SOFIA is a souped-up 747 aeroplane with a telescope inside it that can collect infrared light from above the clouds; in this case, it used a camera that focuses on wavelengths in the 5 to 8 micron range.

Water molecules reflect light at a wavelength of 6 microns.

"This is unique to molecular water because it requires two hydrogen atoms and one oxygen," Dr Honniball explained.

"Hydroxyl, with only one hydrogen atom, cannot make a 6 micron spectral fingerprint.

In fact, water appears to be present in Clavius Crater — a huge basin in the rugged high-latitude highlands — in abundances of around 100 to 400 parts per million.

Youtube Sunset over the Clavius Crater where the water was found

Water in glass beads — in the sunshine

Craig O'Neill, a planetary scientist at Macquarie University, said the detection of the water signature was a big result.

"We know it's not just a little bit of water bound up in another mineral, its actually there as a water molecule in and of itself," he said.

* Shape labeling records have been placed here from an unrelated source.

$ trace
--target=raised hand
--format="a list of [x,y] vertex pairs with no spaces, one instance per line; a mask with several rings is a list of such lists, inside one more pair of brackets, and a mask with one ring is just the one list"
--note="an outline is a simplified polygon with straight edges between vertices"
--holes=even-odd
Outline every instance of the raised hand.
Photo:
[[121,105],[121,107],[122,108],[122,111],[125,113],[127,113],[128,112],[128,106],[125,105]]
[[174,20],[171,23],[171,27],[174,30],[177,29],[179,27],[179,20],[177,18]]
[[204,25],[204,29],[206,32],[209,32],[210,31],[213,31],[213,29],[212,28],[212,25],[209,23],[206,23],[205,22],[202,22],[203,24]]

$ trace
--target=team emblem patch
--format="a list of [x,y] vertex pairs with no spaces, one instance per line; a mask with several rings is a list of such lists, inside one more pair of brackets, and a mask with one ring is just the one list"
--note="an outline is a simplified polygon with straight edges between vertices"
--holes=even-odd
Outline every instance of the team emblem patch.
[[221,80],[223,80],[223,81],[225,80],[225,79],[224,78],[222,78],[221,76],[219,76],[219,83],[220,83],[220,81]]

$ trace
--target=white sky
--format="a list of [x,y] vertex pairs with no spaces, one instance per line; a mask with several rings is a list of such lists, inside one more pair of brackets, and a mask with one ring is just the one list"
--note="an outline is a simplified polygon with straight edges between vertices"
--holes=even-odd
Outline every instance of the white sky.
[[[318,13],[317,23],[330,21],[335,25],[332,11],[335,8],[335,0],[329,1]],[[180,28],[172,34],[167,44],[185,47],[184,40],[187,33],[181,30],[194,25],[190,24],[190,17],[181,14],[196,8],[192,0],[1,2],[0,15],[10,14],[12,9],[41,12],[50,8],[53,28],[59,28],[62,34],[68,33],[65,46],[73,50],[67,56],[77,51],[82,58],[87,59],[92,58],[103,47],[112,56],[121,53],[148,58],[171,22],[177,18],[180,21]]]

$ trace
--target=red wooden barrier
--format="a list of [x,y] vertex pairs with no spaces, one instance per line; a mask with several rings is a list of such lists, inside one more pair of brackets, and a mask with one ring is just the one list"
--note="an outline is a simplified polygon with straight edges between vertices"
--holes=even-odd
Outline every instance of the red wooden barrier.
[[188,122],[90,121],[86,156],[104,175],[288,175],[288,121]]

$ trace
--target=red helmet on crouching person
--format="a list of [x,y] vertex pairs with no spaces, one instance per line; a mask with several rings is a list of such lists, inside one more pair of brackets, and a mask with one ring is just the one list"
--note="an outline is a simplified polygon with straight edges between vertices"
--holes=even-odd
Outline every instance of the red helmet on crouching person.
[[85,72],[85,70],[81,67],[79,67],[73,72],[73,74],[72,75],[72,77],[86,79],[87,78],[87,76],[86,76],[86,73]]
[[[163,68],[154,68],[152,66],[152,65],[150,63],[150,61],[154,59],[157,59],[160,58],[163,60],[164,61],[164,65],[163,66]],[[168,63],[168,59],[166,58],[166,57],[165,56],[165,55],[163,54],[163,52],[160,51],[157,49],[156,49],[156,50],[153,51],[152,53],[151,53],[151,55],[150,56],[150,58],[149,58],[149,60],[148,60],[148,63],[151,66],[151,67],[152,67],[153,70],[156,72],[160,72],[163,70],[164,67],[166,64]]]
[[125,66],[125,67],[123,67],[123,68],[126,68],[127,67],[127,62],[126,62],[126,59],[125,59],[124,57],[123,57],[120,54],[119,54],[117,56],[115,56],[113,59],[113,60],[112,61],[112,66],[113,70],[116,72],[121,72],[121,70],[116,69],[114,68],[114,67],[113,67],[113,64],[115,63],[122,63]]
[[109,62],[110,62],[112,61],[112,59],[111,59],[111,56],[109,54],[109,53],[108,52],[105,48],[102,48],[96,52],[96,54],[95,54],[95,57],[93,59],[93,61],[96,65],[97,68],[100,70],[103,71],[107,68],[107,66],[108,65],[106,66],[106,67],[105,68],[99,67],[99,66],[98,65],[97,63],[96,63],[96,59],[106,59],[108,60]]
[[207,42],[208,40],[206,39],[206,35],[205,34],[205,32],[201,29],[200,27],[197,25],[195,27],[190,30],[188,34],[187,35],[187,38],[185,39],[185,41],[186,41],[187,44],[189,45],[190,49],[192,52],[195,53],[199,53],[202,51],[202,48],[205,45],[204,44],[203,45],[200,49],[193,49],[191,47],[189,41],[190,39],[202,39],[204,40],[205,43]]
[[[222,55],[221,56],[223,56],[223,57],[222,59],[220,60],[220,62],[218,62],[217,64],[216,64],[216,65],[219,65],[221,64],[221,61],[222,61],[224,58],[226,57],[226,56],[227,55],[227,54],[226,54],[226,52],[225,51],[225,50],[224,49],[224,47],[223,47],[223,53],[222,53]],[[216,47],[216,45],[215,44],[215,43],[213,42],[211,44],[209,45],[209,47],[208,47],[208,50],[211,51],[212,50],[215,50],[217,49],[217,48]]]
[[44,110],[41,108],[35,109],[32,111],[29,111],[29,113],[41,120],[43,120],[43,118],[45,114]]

Dr Honniball said the detection of water in a sunlit area indicated there were processes occurring on the Moon that were creating and storing water.

She and her colleagues proposed the water could have been trapped in melted rocks, transformed into crystals by the impact of micrometeorites slamming into the surface of the Moon.

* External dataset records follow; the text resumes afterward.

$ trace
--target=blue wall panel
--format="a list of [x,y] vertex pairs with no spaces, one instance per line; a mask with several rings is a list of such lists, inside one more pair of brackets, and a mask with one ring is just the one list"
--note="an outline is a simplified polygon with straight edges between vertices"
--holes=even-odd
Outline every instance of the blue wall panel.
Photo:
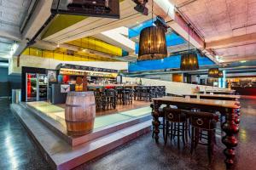
[[[163,69],[175,69],[180,67],[180,55],[171,56],[162,60],[137,61],[129,63],[129,72],[154,71]],[[198,55],[199,65],[214,65],[214,63],[207,57]]]

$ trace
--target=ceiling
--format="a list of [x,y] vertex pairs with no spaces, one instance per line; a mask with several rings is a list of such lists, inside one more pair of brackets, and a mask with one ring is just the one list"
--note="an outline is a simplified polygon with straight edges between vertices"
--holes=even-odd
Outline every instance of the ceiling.
[[230,62],[234,59],[256,60],[256,38],[242,40],[244,36],[256,32],[256,0],[172,2],[207,44],[212,42],[221,42],[229,38],[236,38],[236,45],[230,41],[222,46],[210,47],[219,56],[220,62]]
[[[20,35],[24,18],[32,0],[0,0],[0,60],[6,60]],[[9,35],[13,38],[7,37]]]

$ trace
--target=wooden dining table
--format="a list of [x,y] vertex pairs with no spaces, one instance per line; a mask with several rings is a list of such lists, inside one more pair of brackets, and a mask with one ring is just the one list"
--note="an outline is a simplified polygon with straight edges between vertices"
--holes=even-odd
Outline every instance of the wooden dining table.
[[204,91],[200,91],[201,94],[235,94],[236,90],[207,90],[206,92]]
[[[197,98],[196,94],[183,94],[183,97],[189,96],[190,98]],[[221,99],[221,100],[238,101],[240,98],[241,98],[240,95],[200,94],[200,99]]]
[[152,99],[153,105],[153,122],[154,126],[154,138],[155,142],[159,142],[160,133],[160,113],[159,108],[162,105],[176,105],[178,109],[184,109],[191,110],[192,109],[201,109],[201,110],[219,111],[221,114],[224,114],[225,122],[223,122],[221,128],[225,133],[225,135],[222,137],[222,143],[225,145],[224,154],[226,159],[224,162],[227,168],[230,168],[234,164],[235,158],[235,147],[238,144],[235,134],[239,131],[239,124],[236,122],[239,119],[238,116],[240,111],[240,103],[235,100],[221,100],[221,99],[186,99],[183,97],[169,97],[165,96],[162,98]]

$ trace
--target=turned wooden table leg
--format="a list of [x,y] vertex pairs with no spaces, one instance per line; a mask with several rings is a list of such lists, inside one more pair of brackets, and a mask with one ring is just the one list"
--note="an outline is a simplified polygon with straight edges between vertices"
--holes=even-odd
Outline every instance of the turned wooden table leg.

The micrometeorites either brought water with them, or the shock of the collision converted existing hydrogen and oxygen in minerals to water as the rocks melted.

Dr O'Neill said it was very common for water bubbles to be trapped in rocks transformed into glass by extreme heat and pressure.

"We see that all the time in geology," he said.

Gathering samples of the glass beads could help answer long-standing questions about how the Moon — and Earth — got their water.

"We've got this entire record of micrometeorite bombardment through time locked up in there, just waiting for us to access it," he said.

But, he added, water stored in glass beads is not as easily accessible for people to use as water stored as ice.

Widespread ice in 'cold traps' at the poles

Luckily, the second new study indicates that areas where water could be trapped as ice around the poles are a lot more abundant and accessible than previously thought.

"What they've shown in that paper is once you get above 80 degrees north or south, towards the poles, there's an enormous potential reservoir of ice," Dr O'Neill said.

A team led by Paul Hayne from the University of Colorado modelled the Moon's surface and identified billions of tiny "cold traps": freezing shadows where ice could be stable for billions of years.

Their research, based on data from NASA's Lunar Reconnaissance Orbiter, suggests approximately 40,000 square kilometres of the lunar surface at the poles has the capacity to trap water.

"We find that there are tens of billions of cold traps about a centimetre in size on the Moon," Dr Hayne said.

Youtube Evidence of hydrogen on the south pole of the moon taken by the Lunar Reconnaissance Orbiter. Source: NASA Goddard

Because they are so ubiquitous, these small cold traps could be much easier to access than large craters that don't see the light of day and can't be accessed with solar-powered landers or rovers.

"An astronaut or robotic rover or lander could access these smaller shadows and any ice deposits inside them, simply by reaching in — as opposed to venturing into the deep, dark shadows of the larger craters," Dr Hayne said.

Mining water on the Moon

A number of nations are eyeing the south pole of the Moon.

The US recently announced plans to put humans on the Moon in 2024 and have a permanent presence at the south pole by 2028.

This "Artemis" mission, to which Australia is a signatory, will also hunt for water.

If present, it could be used to supply drinking water as well as produce rocket fuel to sustain space exploration.

Andrew Dempster, head of space engineering at the University of New South Wales, has long argued that Australia should play a role in space mining.

He said the findings of the two papers confirmed assumptions about the Moon and reduced uncertainty for the mining industry.

"We are now much more certain that what we can go and look for is real," Professor Dempster said.

"If [water ice] is more widespread then maybe we don't have to concentrate on these big craters, maybe we can look at these smaller things that are easier to deal with."